Jay's Grave

From Wikipedia, the free encyclopedia

Jay's Grave (or Kitty Jay's Grave) is supposedly the last resting place of a suicide victim who is thought to have died in the late 18th century. It has become a well-known landmark on Dartmoor, Devon, in South-West England, and is the subject of local folklore, and many a ghost story.

The small burial mound is to be found beside a narrow lane just below Hound Tor. A glass jar on top of the grave is regularly refilled with fresh flowers, although who does this remains a mystery.

[edit] The Legend

The grave is believed to contain the bones of an orphan called Kitty Jay (some reports name her as Mary Jay), who worked on a farm near the village of Manaton. As a teenager, she was apparently raped by a young farmhand and became pregnant.

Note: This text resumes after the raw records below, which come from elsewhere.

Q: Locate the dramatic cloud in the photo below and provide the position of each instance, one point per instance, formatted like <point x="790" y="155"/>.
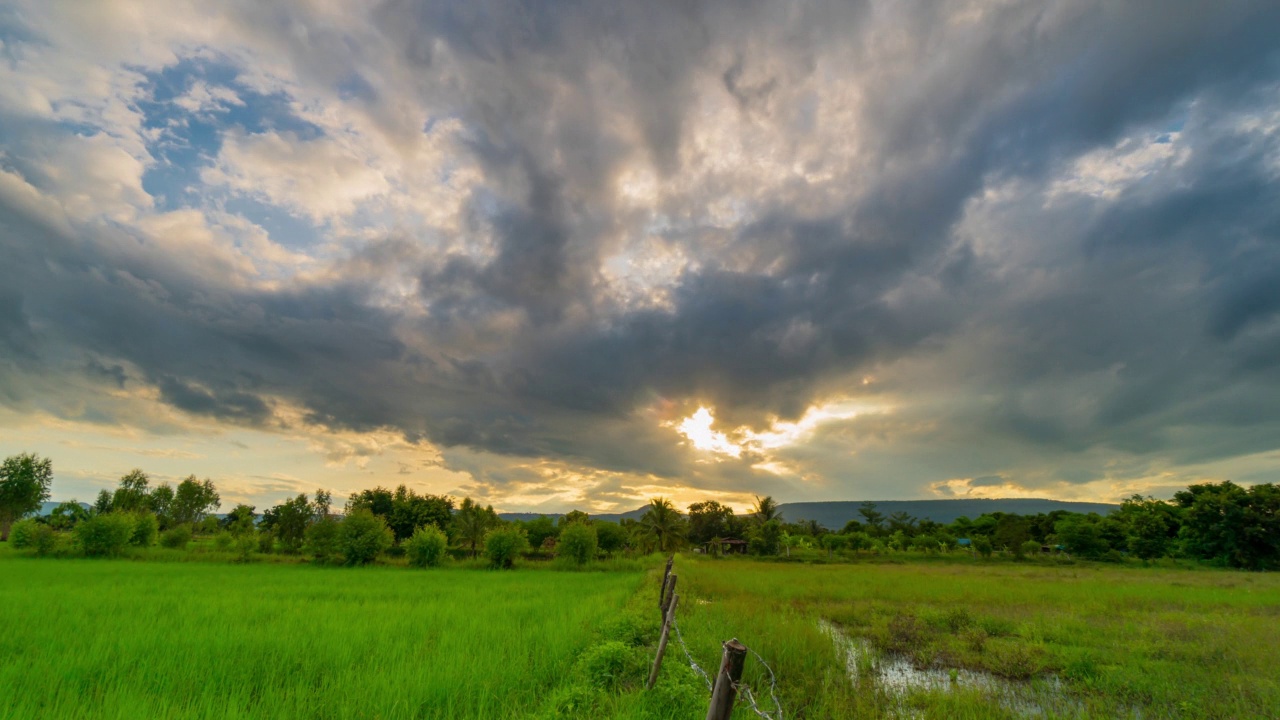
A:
<point x="565" y="253"/>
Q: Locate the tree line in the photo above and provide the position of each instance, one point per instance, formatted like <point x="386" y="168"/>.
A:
<point x="1220" y="523"/>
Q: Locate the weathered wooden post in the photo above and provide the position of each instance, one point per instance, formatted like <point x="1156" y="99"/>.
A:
<point x="667" y="593"/>
<point x="726" y="680"/>
<point x="662" y="588"/>
<point x="662" y="639"/>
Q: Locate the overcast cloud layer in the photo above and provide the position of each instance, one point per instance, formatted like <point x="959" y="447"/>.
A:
<point x="510" y="250"/>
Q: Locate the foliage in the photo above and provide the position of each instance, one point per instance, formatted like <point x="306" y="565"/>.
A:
<point x="503" y="545"/>
<point x="24" y="482"/>
<point x="67" y="515"/>
<point x="767" y="538"/>
<point x="104" y="536"/>
<point x="579" y="542"/>
<point x="321" y="540"/>
<point x="177" y="537"/>
<point x="663" y="524"/>
<point x="132" y="495"/>
<point x="426" y="546"/>
<point x="146" y="527"/>
<point x="539" y="529"/>
<point x="362" y="537"/>
<point x="192" y="501"/>
<point x="609" y="537"/>
<point x="982" y="546"/>
<point x="472" y="523"/>
<point x="403" y="510"/>
<point x="288" y="523"/>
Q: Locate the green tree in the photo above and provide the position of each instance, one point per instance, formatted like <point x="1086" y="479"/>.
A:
<point x="611" y="537"/>
<point x="472" y="523"/>
<point x="766" y="509"/>
<point x="104" y="534"/>
<point x="321" y="540"/>
<point x="579" y="542"/>
<point x="288" y="523"/>
<point x="24" y="482"/>
<point x="539" y="529"/>
<point x="1080" y="536"/>
<point x="67" y="515"/>
<point x="240" y="520"/>
<point x="362" y="537"/>
<point x="133" y="493"/>
<point x="663" y="524"/>
<point x="767" y="538"/>
<point x="104" y="502"/>
<point x="426" y="546"/>
<point x="708" y="520"/>
<point x="192" y="501"/>
<point x="160" y="502"/>
<point x="503" y="545"/>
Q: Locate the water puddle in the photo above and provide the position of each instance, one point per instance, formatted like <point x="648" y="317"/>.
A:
<point x="899" y="678"/>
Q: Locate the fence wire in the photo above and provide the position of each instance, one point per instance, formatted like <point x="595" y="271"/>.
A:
<point x="744" y="691"/>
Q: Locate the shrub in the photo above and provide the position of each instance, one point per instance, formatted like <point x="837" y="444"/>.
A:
<point x="321" y="540"/>
<point x="22" y="534"/>
<point x="176" y="538"/>
<point x="502" y="546"/>
<point x="246" y="542"/>
<point x="612" y="662"/>
<point x="362" y="536"/>
<point x="577" y="542"/>
<point x="1029" y="547"/>
<point x="983" y="546"/>
<point x="425" y="548"/>
<point x="104" y="534"/>
<point x="35" y="536"/>
<point x="145" y="529"/>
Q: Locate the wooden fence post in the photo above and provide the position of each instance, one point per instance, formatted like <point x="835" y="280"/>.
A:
<point x="662" y="588"/>
<point x="662" y="641"/>
<point x="726" y="680"/>
<point x="667" y="593"/>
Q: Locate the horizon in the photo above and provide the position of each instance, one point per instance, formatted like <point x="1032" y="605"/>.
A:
<point x="579" y="256"/>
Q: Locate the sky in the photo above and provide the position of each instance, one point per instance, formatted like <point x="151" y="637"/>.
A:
<point x="566" y="254"/>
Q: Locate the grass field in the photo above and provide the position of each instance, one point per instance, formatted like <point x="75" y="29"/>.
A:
<point x="161" y="639"/>
<point x="156" y="638"/>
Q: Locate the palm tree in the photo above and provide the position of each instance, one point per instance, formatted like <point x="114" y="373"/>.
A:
<point x="766" y="509"/>
<point x="663" y="523"/>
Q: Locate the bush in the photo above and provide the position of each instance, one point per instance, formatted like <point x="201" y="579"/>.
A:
<point x="577" y="542"/>
<point x="145" y="529"/>
<point x="22" y="534"/>
<point x="246" y="542"/>
<point x="104" y="534"/>
<point x="425" y="548"/>
<point x="176" y="538"/>
<point x="502" y="546"/>
<point x="362" y="536"/>
<point x="982" y="546"/>
<point x="321" y="540"/>
<point x="35" y="536"/>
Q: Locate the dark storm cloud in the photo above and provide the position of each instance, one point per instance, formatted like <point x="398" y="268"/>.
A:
<point x="1153" y="320"/>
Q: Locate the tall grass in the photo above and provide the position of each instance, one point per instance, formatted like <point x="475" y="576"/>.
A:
<point x="1165" y="643"/>
<point x="156" y="639"/>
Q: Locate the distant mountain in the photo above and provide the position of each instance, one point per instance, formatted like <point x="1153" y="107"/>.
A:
<point x="46" y="507"/>
<point x="611" y="516"/>
<point x="833" y="515"/>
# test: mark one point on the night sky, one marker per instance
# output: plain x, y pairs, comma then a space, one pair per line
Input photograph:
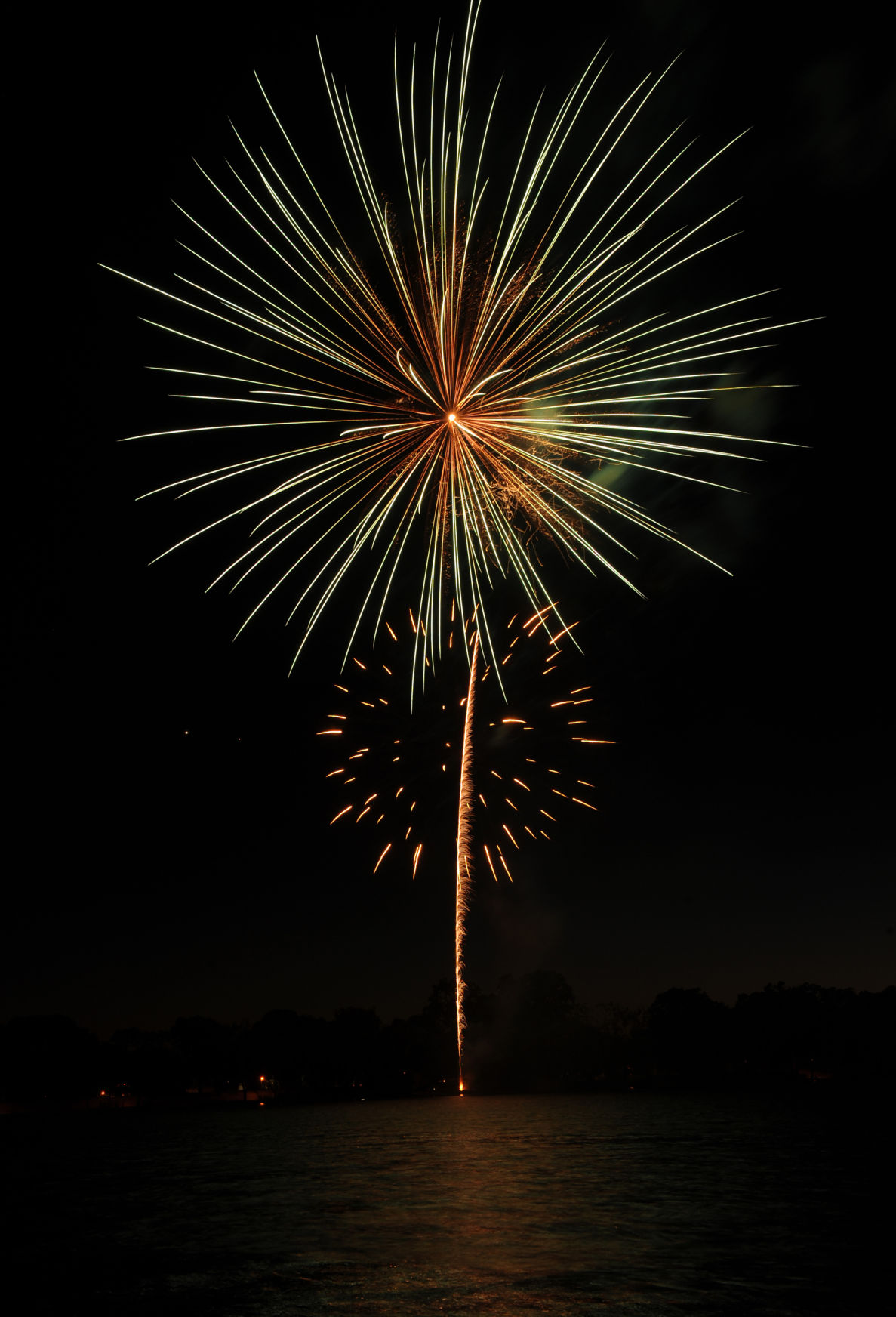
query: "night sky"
170, 813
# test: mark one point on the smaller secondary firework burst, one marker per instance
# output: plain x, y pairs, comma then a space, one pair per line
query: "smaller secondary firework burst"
465, 756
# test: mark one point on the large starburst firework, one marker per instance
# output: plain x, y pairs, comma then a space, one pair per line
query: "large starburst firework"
467, 393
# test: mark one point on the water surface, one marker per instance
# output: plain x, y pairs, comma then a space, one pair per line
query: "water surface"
612, 1204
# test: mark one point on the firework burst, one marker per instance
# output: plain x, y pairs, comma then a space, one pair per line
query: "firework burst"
399, 773
465, 396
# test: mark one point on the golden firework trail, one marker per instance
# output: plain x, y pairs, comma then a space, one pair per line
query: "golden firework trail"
463, 867
395, 768
476, 393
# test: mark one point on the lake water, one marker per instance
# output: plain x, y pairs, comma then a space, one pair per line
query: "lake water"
607, 1204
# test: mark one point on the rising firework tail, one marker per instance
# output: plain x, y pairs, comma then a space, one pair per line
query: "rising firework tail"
399, 771
476, 393
469, 396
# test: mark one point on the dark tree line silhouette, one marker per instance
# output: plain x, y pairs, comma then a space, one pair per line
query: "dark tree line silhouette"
528, 1035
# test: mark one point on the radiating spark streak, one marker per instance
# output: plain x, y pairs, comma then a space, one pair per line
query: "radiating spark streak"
463, 855
488, 375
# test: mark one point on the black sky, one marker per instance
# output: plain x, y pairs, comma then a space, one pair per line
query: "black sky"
744, 831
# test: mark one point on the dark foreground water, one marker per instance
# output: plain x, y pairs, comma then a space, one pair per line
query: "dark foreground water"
612, 1204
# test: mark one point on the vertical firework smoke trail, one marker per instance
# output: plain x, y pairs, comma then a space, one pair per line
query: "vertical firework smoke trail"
463, 855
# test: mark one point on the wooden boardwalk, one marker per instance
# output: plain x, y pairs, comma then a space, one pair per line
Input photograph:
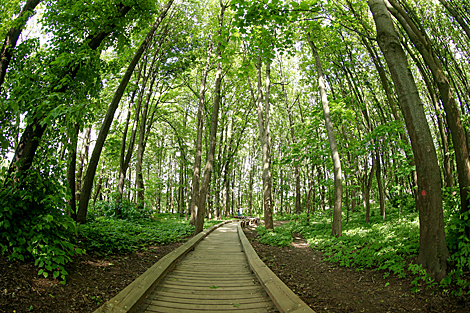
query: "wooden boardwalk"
214, 277
217, 270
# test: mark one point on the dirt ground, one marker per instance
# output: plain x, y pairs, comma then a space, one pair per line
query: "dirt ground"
325, 287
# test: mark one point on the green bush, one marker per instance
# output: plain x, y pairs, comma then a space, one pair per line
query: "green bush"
129, 210
277, 237
106, 235
33, 224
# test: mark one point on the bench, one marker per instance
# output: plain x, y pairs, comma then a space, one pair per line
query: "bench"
249, 221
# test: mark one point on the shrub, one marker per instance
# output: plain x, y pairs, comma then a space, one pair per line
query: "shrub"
33, 224
106, 235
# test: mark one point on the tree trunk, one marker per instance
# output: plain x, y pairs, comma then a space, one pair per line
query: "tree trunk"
336, 225
72, 210
424, 46
32, 134
433, 251
457, 16
263, 121
12, 36
91, 170
200, 125
213, 133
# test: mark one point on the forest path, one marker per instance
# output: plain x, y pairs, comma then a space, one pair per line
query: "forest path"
214, 277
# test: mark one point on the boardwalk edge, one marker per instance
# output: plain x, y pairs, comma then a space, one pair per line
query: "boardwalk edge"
129, 299
282, 296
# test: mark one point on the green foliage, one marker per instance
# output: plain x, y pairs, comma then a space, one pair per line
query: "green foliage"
107, 235
458, 243
129, 210
280, 236
379, 245
33, 224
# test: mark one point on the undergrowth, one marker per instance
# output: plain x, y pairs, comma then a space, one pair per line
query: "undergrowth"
391, 245
106, 235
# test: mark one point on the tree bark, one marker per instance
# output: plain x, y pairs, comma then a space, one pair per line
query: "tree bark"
31, 137
424, 46
263, 123
200, 125
433, 251
91, 170
72, 209
12, 37
338, 179
213, 133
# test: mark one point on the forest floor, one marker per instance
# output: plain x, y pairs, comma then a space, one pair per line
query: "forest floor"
94, 279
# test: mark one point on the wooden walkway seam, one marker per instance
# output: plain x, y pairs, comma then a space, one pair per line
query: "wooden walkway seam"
282, 296
219, 273
130, 297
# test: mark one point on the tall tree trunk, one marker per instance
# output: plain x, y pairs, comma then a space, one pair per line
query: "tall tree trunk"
433, 251
213, 133
72, 209
338, 179
12, 36
32, 134
83, 160
263, 122
458, 17
200, 125
91, 170
125, 158
424, 46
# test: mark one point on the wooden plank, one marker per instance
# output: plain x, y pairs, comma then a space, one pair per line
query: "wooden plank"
219, 288
228, 306
212, 301
284, 298
214, 277
131, 296
190, 274
211, 295
173, 310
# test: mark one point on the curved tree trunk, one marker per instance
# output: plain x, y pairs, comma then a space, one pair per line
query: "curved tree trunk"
213, 133
424, 46
338, 179
12, 36
91, 170
433, 251
200, 125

Such was her shame that Kitty Jay hung herself in a barn.

The three local parishes of Widecombe-in-the-Moor, North Bovey and Manaton all refused to bury her body within consecrated ground, so she was buried at a crossroads - a traditional practice for suicide victims at the time. This also happened to be the point at which the three parishes joined. Her remains were discovered in 1860, placed in a coffin and reburied.

The flowers that regularly appear there are the subject of local folklore - some claim they are placed there by pixies. Motorists, passing at night, claim to have glimpsed ghostly figures in their headlights, others report seeing a dark, hooded figure kneeling there.

[edit] Modern uses of the story

The story was the inspiration behind a novel by Celia Ann Leaman called Mary's Child, and Seth Lakeman's Mercury Music Prize nominated album Kitty Jay.

Earlier the story inspired Wishbone Ash (an English Classic rock group) to write a song called "Lady Jay". It appears on the band's 1974 album "There's the Rub".